City school aid freeze is likely Assembly move seeks major state role, with $24 million at stake

'Unhelpful' to negotiations

Budget's ratification by Md. House, Senate could come today

April 02, 1996|By Thomas W. Waldron and Peter Jensen | Thomas W. Waldron and Peter Jensen,SUN STAFF Sun staff writer Jean Thompson contributed to this article.

General Assembly budget negotiators have agreed to withhold $24 million in aid for Baltimore schools in an effort to force city officials to give the state a major role in running the city's troubled educational system.

The proposal by lawmakers ironing out final details of Maryland's budget was designed to put pressure on Mayor Kurt L. Schmoke to cede to the state some control of the city schools.

Language freezing the $24 million was expected to be part of the final $14.6 billion budget being hashed out late last night by a committee of three senators and three delegates. The conference committee's recommendation will have to be ratified by the House of Delegates and state Senate, but that approval is considered a formality and could come today.

Under the legislative proposal, Baltimore and the American Civil Liberties Union would be expected to drop their lawsuits against the state seeking more school aid.

"The purpose of this language really is to try to get these lawsuits settled," said Sen. Barbara A. Hoffman, a Baltimore Democrat who is chairwoman of the Senate Budget Committee.

The city and the ACLU have filed separate suits seeking to win more state aid for Baltimore's schools, which this year will get about $420 million. City and state officials have negotiated off and on for months to settle the suits with proposals to increase funding, but coupled with substantially more state control.

It is not clear just what role the state would play in running the schools.

Implicit in the legislators' proposal is the assumption that Baltimore schools ultimately will receive not only the $24 million, but significantly more in state aid in future years if a power-sharing arrangement is enacted.

"It is certainly expected that there will be more money from the state," Ms. Hoffman said.

Mr. Schmoke said yesterday that he intends to pursue a "partnership" with the state, but finds the budget restriction "unhelpful" in negotiations. He said the budget does not contain nearly enough money to address the school system's problems.

Mr. Schmoke said he remained optimistic that an agreement over school management could be reached within the year, however.

Stuart Comstock-Gay, executive director of the Maryland chapter of the ACLU, said his group would not put its lawsuit against the state on hold simply to release $24 million in next year's budget. The suit seeks a major increase in state funding for city schools each year.

"I don't take this proposal seriously," Mr. Comstock-Gay said. "They can say whatever they want in there. We will not sign a consent decree based on that. They could certainly request it, but the request would not be binding on a private party."

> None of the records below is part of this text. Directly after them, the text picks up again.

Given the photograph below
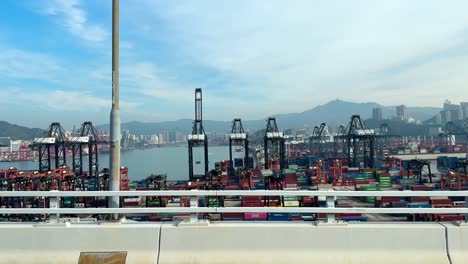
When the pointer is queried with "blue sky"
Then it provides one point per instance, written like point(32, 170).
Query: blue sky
point(252, 58)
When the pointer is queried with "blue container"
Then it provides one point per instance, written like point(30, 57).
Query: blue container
point(354, 218)
point(238, 162)
point(278, 217)
point(419, 205)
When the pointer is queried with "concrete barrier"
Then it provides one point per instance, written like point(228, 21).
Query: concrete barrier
point(246, 243)
point(457, 240)
point(241, 243)
point(62, 244)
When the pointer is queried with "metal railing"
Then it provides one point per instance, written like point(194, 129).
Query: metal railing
point(330, 196)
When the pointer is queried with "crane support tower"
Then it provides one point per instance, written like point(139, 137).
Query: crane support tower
point(198, 136)
point(52, 142)
point(317, 140)
point(383, 138)
point(455, 133)
point(274, 144)
point(339, 140)
point(360, 142)
point(238, 137)
point(87, 136)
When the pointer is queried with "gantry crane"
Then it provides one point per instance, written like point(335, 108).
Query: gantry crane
point(383, 138)
point(339, 140)
point(274, 143)
point(317, 140)
point(359, 141)
point(238, 137)
point(53, 141)
point(455, 133)
point(87, 136)
point(198, 136)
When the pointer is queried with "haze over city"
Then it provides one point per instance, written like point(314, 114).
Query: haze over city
point(252, 58)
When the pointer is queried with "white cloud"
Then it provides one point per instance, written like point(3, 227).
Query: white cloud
point(31, 65)
point(75, 20)
point(145, 78)
point(302, 53)
point(52, 100)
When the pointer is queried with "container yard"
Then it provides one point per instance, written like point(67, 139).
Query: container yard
point(355, 159)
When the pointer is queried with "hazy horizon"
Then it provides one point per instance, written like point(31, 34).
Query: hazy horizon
point(251, 58)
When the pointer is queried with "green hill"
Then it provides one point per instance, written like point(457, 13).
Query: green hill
point(18, 132)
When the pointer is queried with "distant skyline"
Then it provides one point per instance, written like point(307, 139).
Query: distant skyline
point(251, 58)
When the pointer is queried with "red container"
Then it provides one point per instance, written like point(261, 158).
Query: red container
point(255, 216)
point(419, 188)
point(251, 198)
point(252, 204)
point(450, 218)
point(441, 202)
point(419, 199)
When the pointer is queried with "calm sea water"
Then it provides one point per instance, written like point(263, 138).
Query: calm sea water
point(142, 162)
point(172, 161)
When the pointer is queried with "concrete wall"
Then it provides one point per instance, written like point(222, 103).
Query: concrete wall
point(258, 243)
point(237, 243)
point(24, 243)
point(457, 236)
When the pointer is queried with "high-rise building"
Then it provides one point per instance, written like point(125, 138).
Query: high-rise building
point(447, 117)
point(464, 108)
point(401, 112)
point(454, 109)
point(377, 113)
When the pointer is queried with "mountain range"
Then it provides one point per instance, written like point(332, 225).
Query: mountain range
point(18, 132)
point(333, 113)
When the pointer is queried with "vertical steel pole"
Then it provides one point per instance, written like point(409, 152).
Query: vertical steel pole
point(115, 112)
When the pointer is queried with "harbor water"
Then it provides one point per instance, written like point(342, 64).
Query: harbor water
point(172, 161)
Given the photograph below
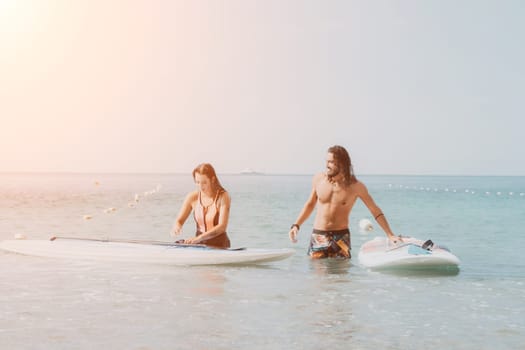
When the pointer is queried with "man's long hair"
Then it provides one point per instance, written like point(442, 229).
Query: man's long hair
point(344, 163)
point(208, 170)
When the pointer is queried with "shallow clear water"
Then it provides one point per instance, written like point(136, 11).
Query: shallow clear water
point(296, 303)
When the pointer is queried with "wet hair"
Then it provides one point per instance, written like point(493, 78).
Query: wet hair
point(344, 163)
point(208, 170)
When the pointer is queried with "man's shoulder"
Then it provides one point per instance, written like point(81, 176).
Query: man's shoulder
point(358, 186)
point(318, 178)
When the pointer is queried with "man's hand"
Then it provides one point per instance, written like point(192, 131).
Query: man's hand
point(395, 239)
point(293, 234)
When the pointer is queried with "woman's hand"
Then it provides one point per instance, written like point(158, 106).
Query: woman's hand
point(395, 239)
point(176, 231)
point(193, 240)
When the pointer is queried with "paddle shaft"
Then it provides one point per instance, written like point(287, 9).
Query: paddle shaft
point(138, 241)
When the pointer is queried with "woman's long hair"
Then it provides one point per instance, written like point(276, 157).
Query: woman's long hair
point(208, 170)
point(344, 163)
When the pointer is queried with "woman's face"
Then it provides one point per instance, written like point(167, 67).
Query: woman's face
point(203, 182)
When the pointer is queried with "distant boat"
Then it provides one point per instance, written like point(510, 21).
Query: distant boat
point(250, 171)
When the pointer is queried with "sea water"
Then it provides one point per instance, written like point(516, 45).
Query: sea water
point(292, 304)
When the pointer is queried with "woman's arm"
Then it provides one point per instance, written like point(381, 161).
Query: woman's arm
point(183, 214)
point(224, 216)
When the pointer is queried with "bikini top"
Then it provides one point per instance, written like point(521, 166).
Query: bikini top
point(207, 216)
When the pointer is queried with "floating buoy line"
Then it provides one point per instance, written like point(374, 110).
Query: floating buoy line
point(458, 191)
point(132, 204)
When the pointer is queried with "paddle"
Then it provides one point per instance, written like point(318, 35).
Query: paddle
point(138, 241)
point(427, 245)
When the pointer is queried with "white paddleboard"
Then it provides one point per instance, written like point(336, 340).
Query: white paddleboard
point(159, 253)
point(380, 253)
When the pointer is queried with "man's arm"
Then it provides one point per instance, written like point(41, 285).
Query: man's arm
point(307, 210)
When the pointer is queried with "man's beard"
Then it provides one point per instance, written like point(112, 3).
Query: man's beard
point(332, 172)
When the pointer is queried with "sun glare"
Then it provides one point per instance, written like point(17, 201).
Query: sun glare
point(17, 16)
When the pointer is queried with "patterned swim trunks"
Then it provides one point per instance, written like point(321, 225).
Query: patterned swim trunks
point(330, 244)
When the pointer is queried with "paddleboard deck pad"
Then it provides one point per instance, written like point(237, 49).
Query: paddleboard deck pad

The legislative proposal would freeze $12 million in previously scheduled school aid for next year, as well as an additional $12 million proposed last week by Gov. Parris N. Glendening to help three dozen city schools that are failing to meet state standards.

The budget conference committee was close last night to resolving its differences on state spending for the fiscal year that begins July 1. One issue was whether to agree with the governor's request to add $7 million for school construction, nearly all of it going to Montgomery County. The money is seen as a political reward for five delegates from that suburban Washington jurisdiction who voted for the $200 million Baltimore Ravens stadium.

The conference committee agreed on these funding levels:

$2 million to begin a state takeover of the Baltimore Circuit Court, and an additional $275,000 to help pay for two new city Circuit Court judges next fall. The judges are expected to help with a backlog of asbestos-related cases. The appropriation depends on the legislature approving a bill creating two judgeships this year and two more next year.

$2 million for public libraries in Prince George's County, an item that was cut from the budget by a Senate committee three weeks ago when lawmakers viewed County Executive Wayne K. Curry as uncooperative in the push to accommodate a new football stadium in Landover for the Washington Redskins.